Marlborough winery calls 2022 harvest “a vintage of challenge”
With the 2022 harvest now complete, New Zealand’s Jackson Estate has spoken out about a vintage it says has been “a very different beast”.
“Vintage in New Zealand is usually quite a sensible thing, with warm to hot summer months and a couple of rain events at opportune times leading into a cooling down in March-April,” declares Matt Patterson-Green, head winemaker at Jackson Estate, based in Marlborough.
He says that hand picking for Pinot, Chardonnay and rosé usually starts in March, followed by Sauvignon Blanc, and the producer’s Bordeaux reds in April-May.
However Patterson-Green calls 2022 “a very different beast” and says it “truly tested not only the vineyard and winery teams but also the harvesting infrastructure and our winery’s ability to process fruit.”
The cause of these difficulties were “significant rain events constantly coming through”, which threw up a slew of problems, not least for the winery’s Sauvignon Blanc; the bedrock of the Marlborough region.
“It really was a case of all hands to the pumps to get fruit in the door, processed and into ferment before the next rain hit, without overloading the winery when we did pick,” says the winemaker.
The producer’s saving grace was its older vines, which proved more resilient than younger ones in withstanding the persistant downpours.
“We are extremely lucky to have vines of some age and these have always been able to handle rain that, in other younger vineyards, caused serious issues due to fruit splitting, dilution and disease,” says Patterson-Green, who called the completion of the harvest “a real testament to our vineyard team” and applauded his colleagues for bringing in fruit “as clean and disease-free as possible.”
He reveals that Jackson Estate picked more Chardonnay than usual due to increased demand, and pinpoints the base for its Chardonnay blends as “looking really smart” this year.

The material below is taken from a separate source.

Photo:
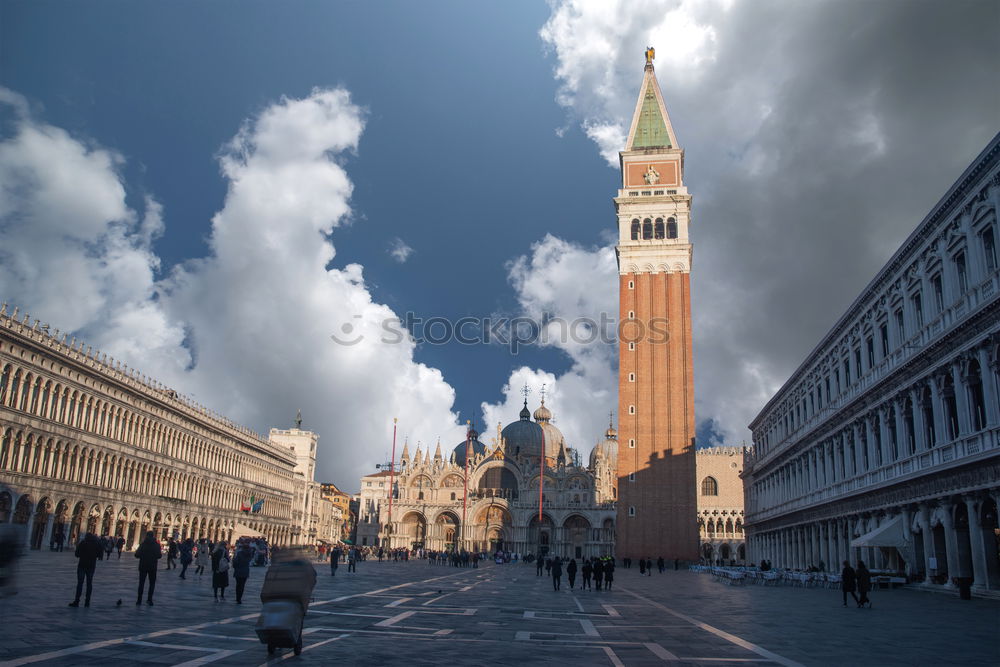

However, Patterson-Green admits that Jackson’s Sauvignon Blanc was “a mixed bag” for 2022, with fruit from the Waihopai region harvested in dry conditions but further down in the central valley it was “a game of cat and mouse” between dry and wet spells.
“Despite being challenging it has turned out to be a very solid harvest, and we look forward to seeing some beautifully elegant wines as a result,” he says.